Sticky assignments ensure that a user who has been assigned to a variant in a feature flag or experiment continues to see that same variant across sessions, devices, and app restarts. Without stickiness, a user could flip between control and treatment on every visit, corrupting the experiment and creating a confusing product experience.

The requirement sounds simple, but the implementation choices have real consequences for both experiment validity and system architecture. Store assignments in a database, and you add a network dependency to every flag evaluation. Compute them on the fly from a hash, and you need a stable user identifier. The approach you pick determines your latency, your resilience to outages, and how much state you have to manage.

How do sticky assignments work in practice?

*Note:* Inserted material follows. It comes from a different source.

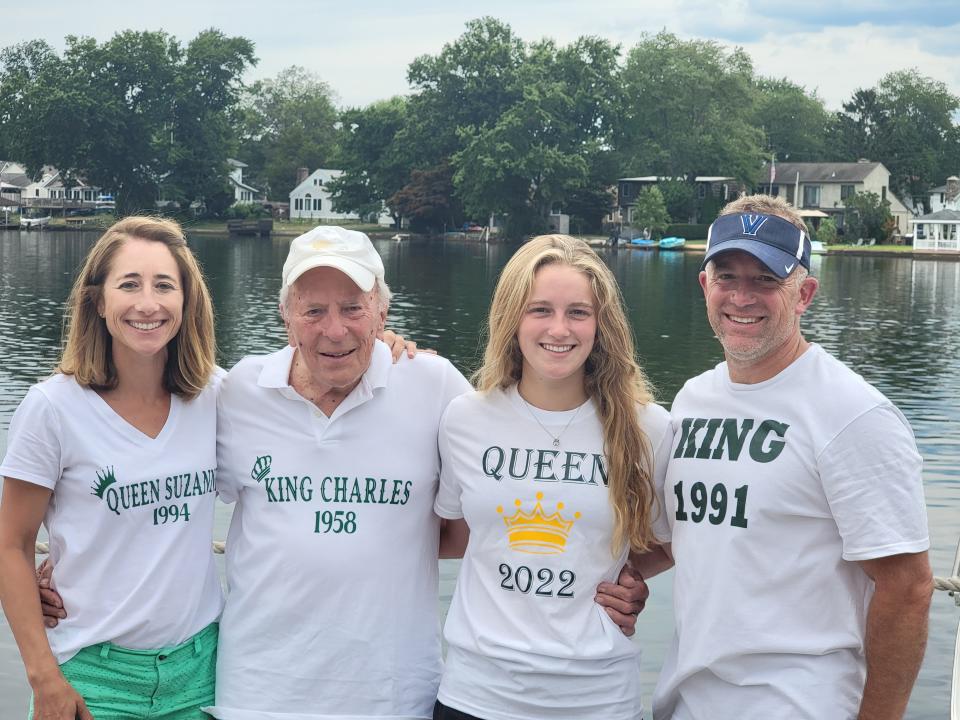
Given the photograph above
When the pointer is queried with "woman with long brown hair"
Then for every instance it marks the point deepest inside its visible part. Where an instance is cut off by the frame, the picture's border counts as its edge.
(116, 455)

There are two common approaches.

Stateful persistence. Store the assignment (user ID, flag key, variant) in a database or local storage. On every evaluation, look up the stored assignment. This guarantees stickiness even if the flag configuration changes, but it requires a network call (for server-side storage) or local state (for client-side storage) on every evaluation.

Stateless hashing. Compute the assignment deterministically from a hash of the user ID and a salt. The same inputs always produce the same output, so the assignment is inherently sticky without storing anything. This is the approach Confidence uses. Because the hash is computed locally and requires no network round-trip, flag evaluations resolve in microseconds. The trade-off: if you change the salt, all assignments reshuffle.

Confidence uses deterministic hashing as the default assignment mechanism. A hash of the user ID and a per-flag salt maps each user to a bucket, and the bucket determines the variant. The assignment is sticky by construction: same user, same salt, same variant. No database lookup required.

Why does stickiness matter for experiments?

An A/B test assumes each user has a single, consistent experience throughout the experiment. If a user bounces between control and treatment, two things go wrong.

First, the user experience degrades. They see a new feature, then it disappears, then it reappears. That inconsistency can itself affect behavior, introducing noise that has nothing to do with the change being tested.

Second, the statistical analysis becomes unreliable. Most experiment analyses assume a clean split: each user is in exactly one group for the duration. Users who cross between groups dilute the measured treatment effect and can bias the estimate in either direction.

At Spotify, where experiments run across mobile apps, desktop, and web, stickiness across devices matters. Confidence achieves this through the user ID: as long as the user is logged in, the same ID feeds into the same hash, producing the same assignment regardless of device or session. For anonymous users, a device-level identifier serves the same purpose until the user authenticates.

What happens when you need to break stickiness?

Sometimes you want assignments to change. If you're running a rollout and increasing the percentage from 5% to 20%, you want new users to enter the treatment group without reshuffling the existing 5%. Confidence's bucketing system handles this: the hash maps users into 1,000 numbered buckets, and expanding a rollout adds new buckets to the treatment group without reassigning existing ones.

If you need to completely reshuffle assignments (for example, after discovering a bug in a variant), changing the flag's salt forces a new hash for every user, effectively resetting all assignments.